---
title: >-
  Predicting advanced fibrosis using non-invasive clinical tests and modern
  machine learning methods in TARGET-NASH.
description: >-
  Explore this publication on real-world evidence: Predicting advanced fibrosis
  using non-invasive clinical tests and modern machine learning methods in…
date: '2020-01-01'
category: Publications
tags:
  - EASL
  - Poster Presentation
  - R&D
  - Care
  - Hepatology
  - MASH/MASLD
  - Pharma Partner
  - Health System Partner
canonical_url: >-
  https://www.pedestalhealth.com/resources/publications/easl/predicting-advanced-fibrosis-using-non-invasive-clinical/
source: Pedestal Health
license: © 2026 Pedestal Health.
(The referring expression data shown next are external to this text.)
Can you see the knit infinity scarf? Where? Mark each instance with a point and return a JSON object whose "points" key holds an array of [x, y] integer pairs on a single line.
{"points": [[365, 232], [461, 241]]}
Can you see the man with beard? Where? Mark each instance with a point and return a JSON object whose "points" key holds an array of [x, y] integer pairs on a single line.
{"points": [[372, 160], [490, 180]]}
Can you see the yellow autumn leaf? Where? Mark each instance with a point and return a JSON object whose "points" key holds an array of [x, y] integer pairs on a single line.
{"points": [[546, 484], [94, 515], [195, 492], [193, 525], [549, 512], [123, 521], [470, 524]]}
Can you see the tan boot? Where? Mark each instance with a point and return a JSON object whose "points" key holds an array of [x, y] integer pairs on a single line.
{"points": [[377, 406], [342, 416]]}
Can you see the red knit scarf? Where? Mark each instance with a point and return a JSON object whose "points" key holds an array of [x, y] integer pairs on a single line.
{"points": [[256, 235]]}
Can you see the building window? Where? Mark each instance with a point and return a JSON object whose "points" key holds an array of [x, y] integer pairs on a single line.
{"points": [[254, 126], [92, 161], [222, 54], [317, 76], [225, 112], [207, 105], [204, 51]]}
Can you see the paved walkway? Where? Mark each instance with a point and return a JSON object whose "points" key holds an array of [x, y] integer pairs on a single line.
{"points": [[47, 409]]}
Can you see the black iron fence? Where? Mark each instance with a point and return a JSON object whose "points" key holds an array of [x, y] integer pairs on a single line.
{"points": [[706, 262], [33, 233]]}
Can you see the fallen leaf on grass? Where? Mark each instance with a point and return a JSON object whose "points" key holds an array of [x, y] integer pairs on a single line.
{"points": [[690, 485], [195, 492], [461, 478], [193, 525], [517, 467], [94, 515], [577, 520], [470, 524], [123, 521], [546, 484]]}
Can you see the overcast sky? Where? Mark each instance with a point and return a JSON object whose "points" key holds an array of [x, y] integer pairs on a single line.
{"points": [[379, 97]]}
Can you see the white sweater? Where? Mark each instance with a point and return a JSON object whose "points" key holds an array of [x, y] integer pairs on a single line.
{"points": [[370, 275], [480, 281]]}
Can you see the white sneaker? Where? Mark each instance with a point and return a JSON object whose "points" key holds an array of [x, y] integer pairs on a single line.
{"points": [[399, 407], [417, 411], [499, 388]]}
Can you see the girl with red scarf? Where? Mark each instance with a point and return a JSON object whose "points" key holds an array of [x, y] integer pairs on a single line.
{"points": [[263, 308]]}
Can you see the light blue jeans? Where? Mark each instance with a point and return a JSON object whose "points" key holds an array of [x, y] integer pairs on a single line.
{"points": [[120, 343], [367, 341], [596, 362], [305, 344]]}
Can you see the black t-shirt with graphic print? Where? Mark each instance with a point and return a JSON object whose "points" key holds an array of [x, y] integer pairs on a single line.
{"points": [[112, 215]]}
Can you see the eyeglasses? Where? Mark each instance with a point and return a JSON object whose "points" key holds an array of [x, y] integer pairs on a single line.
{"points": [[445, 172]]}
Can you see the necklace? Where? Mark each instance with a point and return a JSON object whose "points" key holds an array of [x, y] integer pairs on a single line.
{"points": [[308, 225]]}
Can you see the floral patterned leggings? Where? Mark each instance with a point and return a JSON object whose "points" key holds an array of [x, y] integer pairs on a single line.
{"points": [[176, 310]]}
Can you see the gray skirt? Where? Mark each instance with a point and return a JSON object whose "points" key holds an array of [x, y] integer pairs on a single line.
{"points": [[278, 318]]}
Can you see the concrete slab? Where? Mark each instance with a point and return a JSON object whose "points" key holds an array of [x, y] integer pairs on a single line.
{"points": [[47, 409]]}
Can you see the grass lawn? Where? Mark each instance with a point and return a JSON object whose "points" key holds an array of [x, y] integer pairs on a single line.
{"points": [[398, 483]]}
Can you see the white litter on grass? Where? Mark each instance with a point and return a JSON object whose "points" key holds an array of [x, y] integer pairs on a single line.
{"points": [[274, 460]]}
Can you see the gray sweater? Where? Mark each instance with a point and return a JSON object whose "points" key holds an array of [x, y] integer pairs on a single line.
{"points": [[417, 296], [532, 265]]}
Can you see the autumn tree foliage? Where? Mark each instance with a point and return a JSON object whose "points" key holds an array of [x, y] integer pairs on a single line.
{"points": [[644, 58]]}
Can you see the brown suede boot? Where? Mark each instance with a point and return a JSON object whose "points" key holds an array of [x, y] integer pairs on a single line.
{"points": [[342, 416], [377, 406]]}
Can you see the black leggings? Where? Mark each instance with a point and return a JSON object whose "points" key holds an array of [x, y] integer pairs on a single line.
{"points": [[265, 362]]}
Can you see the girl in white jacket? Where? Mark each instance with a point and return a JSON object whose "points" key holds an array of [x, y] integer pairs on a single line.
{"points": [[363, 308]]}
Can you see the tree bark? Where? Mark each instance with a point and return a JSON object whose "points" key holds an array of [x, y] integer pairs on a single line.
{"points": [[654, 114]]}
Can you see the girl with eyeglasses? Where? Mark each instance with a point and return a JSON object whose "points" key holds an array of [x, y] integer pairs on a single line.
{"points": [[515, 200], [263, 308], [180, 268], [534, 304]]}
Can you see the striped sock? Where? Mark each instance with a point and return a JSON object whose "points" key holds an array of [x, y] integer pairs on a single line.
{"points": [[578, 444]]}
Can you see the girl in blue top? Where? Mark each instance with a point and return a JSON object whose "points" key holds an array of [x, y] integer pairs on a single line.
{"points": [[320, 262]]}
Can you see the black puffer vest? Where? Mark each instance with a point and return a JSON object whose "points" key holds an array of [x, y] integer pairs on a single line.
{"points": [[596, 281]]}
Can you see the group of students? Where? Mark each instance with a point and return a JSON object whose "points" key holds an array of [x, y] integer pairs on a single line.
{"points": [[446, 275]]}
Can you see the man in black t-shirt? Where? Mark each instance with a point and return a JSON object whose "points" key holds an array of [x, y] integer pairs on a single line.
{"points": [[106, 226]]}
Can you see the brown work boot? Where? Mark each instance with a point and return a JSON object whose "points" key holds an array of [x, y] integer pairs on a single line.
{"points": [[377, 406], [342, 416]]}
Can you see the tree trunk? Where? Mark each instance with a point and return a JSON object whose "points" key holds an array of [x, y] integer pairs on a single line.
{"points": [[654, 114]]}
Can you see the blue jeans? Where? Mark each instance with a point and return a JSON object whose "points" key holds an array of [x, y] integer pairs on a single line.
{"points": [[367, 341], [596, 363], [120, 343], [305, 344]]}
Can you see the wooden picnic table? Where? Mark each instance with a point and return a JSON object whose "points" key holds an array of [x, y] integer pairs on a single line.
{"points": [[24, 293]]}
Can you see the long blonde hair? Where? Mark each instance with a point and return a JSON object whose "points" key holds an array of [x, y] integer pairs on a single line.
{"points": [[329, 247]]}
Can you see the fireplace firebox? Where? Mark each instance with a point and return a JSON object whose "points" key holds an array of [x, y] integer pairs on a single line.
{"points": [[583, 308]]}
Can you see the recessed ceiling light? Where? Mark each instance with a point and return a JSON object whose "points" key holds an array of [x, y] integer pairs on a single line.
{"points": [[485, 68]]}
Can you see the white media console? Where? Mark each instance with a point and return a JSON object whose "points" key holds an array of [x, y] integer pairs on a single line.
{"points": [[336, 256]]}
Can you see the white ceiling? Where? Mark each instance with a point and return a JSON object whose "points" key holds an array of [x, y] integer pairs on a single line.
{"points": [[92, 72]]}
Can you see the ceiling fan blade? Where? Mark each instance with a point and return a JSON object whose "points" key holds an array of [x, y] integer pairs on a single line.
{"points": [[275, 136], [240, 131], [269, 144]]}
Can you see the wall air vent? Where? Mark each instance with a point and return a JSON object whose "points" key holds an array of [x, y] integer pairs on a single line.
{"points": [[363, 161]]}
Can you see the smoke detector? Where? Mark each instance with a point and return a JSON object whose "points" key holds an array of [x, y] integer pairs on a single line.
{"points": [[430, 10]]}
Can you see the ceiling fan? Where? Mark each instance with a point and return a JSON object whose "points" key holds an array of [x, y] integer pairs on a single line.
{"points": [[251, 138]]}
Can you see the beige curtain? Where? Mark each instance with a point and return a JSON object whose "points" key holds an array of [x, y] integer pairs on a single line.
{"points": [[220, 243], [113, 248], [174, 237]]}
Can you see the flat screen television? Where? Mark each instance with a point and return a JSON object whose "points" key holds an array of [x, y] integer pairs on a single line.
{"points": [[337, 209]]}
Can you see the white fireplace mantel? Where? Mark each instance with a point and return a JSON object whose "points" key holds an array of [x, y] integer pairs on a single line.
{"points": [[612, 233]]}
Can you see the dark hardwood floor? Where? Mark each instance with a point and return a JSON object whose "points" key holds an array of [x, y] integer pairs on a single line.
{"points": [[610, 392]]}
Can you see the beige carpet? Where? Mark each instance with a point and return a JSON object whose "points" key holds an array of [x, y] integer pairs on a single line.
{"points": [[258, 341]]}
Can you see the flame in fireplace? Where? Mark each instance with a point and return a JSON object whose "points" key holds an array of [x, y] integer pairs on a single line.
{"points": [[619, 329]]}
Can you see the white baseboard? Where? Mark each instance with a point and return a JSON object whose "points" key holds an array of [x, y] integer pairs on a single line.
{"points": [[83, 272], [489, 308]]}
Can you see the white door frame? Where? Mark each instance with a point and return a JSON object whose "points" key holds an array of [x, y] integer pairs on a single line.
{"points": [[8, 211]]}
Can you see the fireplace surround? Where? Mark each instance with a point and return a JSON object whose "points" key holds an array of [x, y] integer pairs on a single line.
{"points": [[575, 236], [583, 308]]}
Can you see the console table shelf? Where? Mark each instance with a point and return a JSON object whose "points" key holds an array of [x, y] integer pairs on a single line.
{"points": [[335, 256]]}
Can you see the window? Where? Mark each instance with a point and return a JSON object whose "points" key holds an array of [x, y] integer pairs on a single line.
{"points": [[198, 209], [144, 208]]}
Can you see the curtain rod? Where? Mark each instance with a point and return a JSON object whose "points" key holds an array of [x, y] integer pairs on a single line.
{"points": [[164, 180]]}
All rights reserved.
slug: predicting-advanced-fibrosis-using-non-invasive-clinical
id: 2k4h4uzPOm1sTTnCx2WVS5
contentType: article
---

## Challenge

Standard FIB-4 and NFS cutoffs for advanced fibrosis were developed using conventional statistical methods, but it was unclear whether modern machine learning approaches applied to their constituent variables could achieve meaningfully better sensitivity-specificity tradeoffs in a real-world NAFLD cohort.

## Solution

TARGET-NASH biopsy and NIT data were used to train and validate logistic regression, lasso, boosted tree, and neural network models using the individual components of FIB-4 and NFS, comparing model performance across standard and profit-matrix-weighted classification approaches.

## Impact

Demonstrating that machine learning models applied to standard NIT variables achieve improved performance tradeoffs—especially when weighted toward identifying advanced fibrosis—provides the methodological foundation for developing next-generation non-invasive staging algorithms for NAFLD trials.